Columbia University president, Lee C. Bollinger, to deliver inaugural Assembly Series lecture for fall 2003

President of Columbia University and a law professor, Lee C. Bollinger, will deliver the inaugural Assembly Series lecture at Washington University. Bollinger’s talk, “The Foundations of the Principle of Academic Freedom,” is the first of 14 lectures to be featured this fall. Bollinger’s talk is also the School of Law’s Sesquicentennial Lecture. His lecture will take place at 11 a.m. on Wednesday, September 10 in Graham Chapel, located just north of Mallinckrodt Center (6445 Forsyth Blvd.) on the Washington University campus. Assembly Series lectures are free and open to the public.

Lee C. Bollinger

Bollinger is a graduate of the University of Oregon and Columbia University Law School. He served as a law clerk for Judge Wilfred Feinberg on the United States Court of Appeals for the second circuit and also for Chief Justice Warren Burger on the United States Supreme Court. His teaching career began at the University of Michigan Law School in 1973, and he became the dean of the school in 1987. He joined Dartmouth College as provost and was also appointed a professor of government in 1994. In November 1996, Bollinger was named the twelfth president of the University of Michigan. In June 2002, Bollinger became the nineteenth president of Columbia University.

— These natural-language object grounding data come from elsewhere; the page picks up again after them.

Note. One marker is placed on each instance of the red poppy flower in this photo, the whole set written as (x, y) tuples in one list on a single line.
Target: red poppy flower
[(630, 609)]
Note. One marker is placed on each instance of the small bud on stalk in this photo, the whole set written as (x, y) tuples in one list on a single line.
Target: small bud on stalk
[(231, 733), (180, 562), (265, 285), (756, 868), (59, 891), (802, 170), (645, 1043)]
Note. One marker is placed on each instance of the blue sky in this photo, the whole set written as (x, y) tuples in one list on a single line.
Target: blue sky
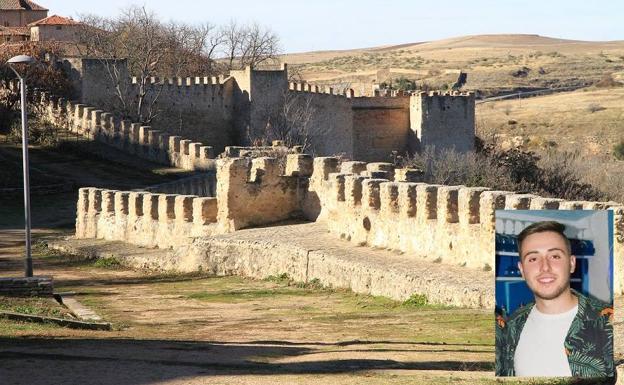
[(324, 24)]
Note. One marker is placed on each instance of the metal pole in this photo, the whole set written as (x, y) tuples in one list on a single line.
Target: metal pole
[(28, 261)]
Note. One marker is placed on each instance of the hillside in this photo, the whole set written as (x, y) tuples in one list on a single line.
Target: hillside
[(494, 63)]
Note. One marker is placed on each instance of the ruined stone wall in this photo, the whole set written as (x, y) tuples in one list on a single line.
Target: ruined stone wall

Bollinger focuses primarily on free speech and First Amendment issues. He has published numerous articles, essays, reviews and books. His contributions to First Amendment writings include three highly acclaimed books – Eternally Vigilant: Free Speech in the Modern Era (2001), Images of a Free Press (1991), and The Tolerant Society: Freedom of Speech and Extremist Speech in America (1986). A defendant of affirmative action in higher education, he was the respondent in the recent Supreme Court cases, Grutter v. Bollinger and Gratz v. Bollinger.